I am a supporter of hunting, just as I support anyone who wants to spend time having fun outside. The Sportsman’s Alliance of Maine political action committee notwithstanding, hunters are part of what keeps Maine’s wild places free of wind farms, golf courses and new Mardens.

However, I oppose L.D. 55. Former Gov. Percival Baxter was born to a wealthy political Portland family, which might make you assume many things, but never that this Republican, hunter and fisherman might turn out to be one of the first and the few of our state’s leaders to recognize Maine’s assets instead of treating the state like the next Connecticut. And Baxter worked very hard to establish a “sanctuary for wild beasts and birds” around Katahdin.

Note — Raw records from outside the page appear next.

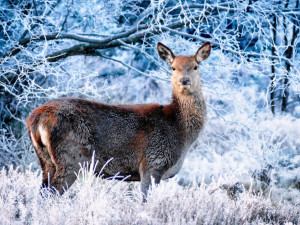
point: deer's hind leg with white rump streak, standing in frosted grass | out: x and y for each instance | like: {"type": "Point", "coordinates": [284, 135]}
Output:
{"type": "Point", "coordinates": [60, 156]}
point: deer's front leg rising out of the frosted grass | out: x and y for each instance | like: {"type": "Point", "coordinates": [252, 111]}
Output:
{"type": "Point", "coordinates": [146, 172]}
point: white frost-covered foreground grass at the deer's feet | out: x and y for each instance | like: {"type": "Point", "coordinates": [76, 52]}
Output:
{"type": "Point", "coordinates": [93, 200]}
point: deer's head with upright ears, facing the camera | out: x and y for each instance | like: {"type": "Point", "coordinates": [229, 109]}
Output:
{"type": "Point", "coordinates": [185, 69]}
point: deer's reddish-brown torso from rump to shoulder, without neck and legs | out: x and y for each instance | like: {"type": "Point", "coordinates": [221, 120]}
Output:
{"type": "Point", "coordinates": [125, 133]}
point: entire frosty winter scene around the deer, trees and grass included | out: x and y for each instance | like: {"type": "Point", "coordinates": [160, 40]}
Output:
{"type": "Point", "coordinates": [245, 166]}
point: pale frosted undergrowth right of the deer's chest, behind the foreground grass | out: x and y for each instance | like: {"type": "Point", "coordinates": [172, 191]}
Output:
{"type": "Point", "coordinates": [265, 149]}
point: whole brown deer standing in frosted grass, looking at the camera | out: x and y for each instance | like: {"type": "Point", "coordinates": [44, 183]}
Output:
{"type": "Point", "coordinates": [144, 141]}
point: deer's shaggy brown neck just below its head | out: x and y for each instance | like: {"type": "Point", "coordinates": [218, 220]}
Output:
{"type": "Point", "coordinates": [191, 113]}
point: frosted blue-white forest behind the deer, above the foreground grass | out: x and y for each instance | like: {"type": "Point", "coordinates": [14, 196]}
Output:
{"type": "Point", "coordinates": [106, 51]}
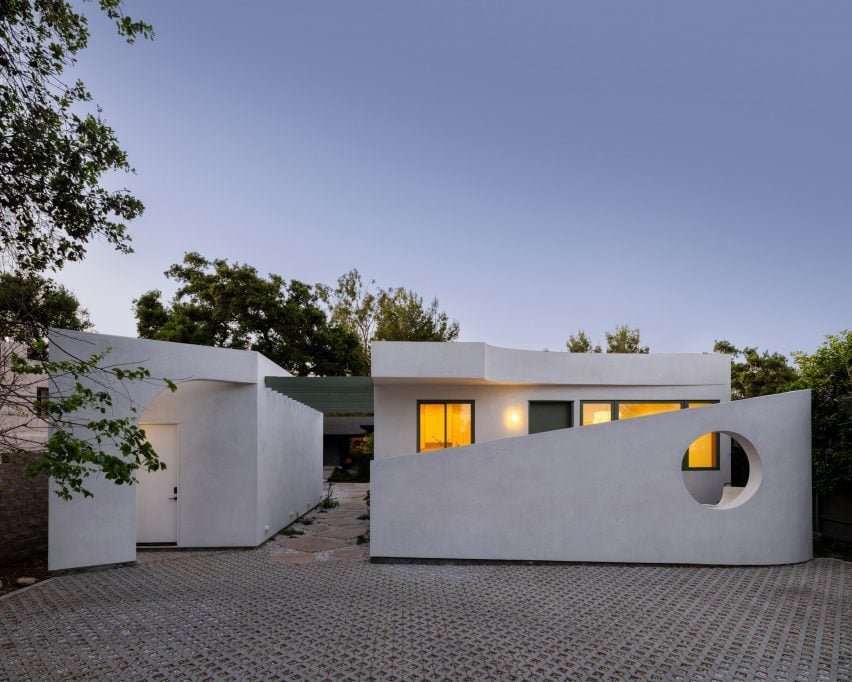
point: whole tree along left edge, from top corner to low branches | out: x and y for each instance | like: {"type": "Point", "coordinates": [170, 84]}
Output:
{"type": "Point", "coordinates": [55, 150]}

Baxter did not trust the government to be stewards of this land, which is why he shunned national park status and established the Baxter State Park Authority. L.D. 55 would undermine this arrangement by making the park authority deferential to the state.

Many have already observed that this bill seems more precedent-setting than constructive, and — with all due respect to our lawmakers — I, too, would like the Legislature to leave stewardship of the Katahdin Lake lands and the rest of Baxter State Park to the park authority, if for no other reason than out of respect for an excellent Mainer’s legacy.

Legislators, vote Ought Not to Pass on L.D. 55.

Ethan Bien

Fighting drug abuse takes a whole community’s effort 

Maine’s growing drug problem must be addressed because people and communities are at risk. A focus on struggling kids seeking simple solutions to life’s problems will help push back the darkness of drug abuse and keep Maine’s problem from getting worse.

Because these issues scare us, we might quit the fight, but the human and social costs will only increase. Instead, we can commit to action and share the burden while creating momentum for change.

We can establish community coalitions against substance abuse, while working to eliminate risk factors including the lack of engaging alternatives to substance abuse. These coalitions, comprised of parents, teachers, kids, police, business leaders and clergy, can work to change the conditions that encourage drug abuse.

We can support increased police efforts to stop drug abuse and reinforce their message that drug abuse will not be tolerated and we will never give in to the problems of substance abuse.

We can encourage more involvement in the lives of our children by getting involved at school and engaging in community forums aimed at creating caring communities where kids grow into healthy young people. This can be achieved by funding state and municipal prevention efforts. This investment will yield a return of better-lived lives, fewer substance abuse problems and less crime.

The problem is real but we can have an impact on our children and our communities. Our willingness to see the whole picture and to keep working even when the task seems too big is key. We are strong enough and smart enough to make Maine a place where life really is the way it should be. It will take work and time and a belief in the adage that an ounce of prevention is worth a pound of cure.

Robert Q. Dana

LePage’s environmental policies are short-sighted 

Gov. LePage shows he certainly is “the common man.” He even has similarities to the natives in the Brazilian rain forest. Why?

By siding with developers to remove regulations protecting vernal pools, he demonstrates the same level of environmental comprehension as the forest native.

The native is happy to not burn the forest if he gets some government money instead. But, he says, “if I must choose between the forest and feeding my children, I will burn the forest to feed them.”

Not a surprising answer; but the native does not see the larger picture in which by burning the forest today, he guarantees there will be no forest and no food for his grandchildren!

Gov. LePage has shown us he has no more environmental insight than that native! I certainly hope our Legislature exhibits more insight by blocking this narrow-sighted and uneducated initiative.

What ever happened to “making a fully informed” decision, governor? You’ve done no homework at all on this!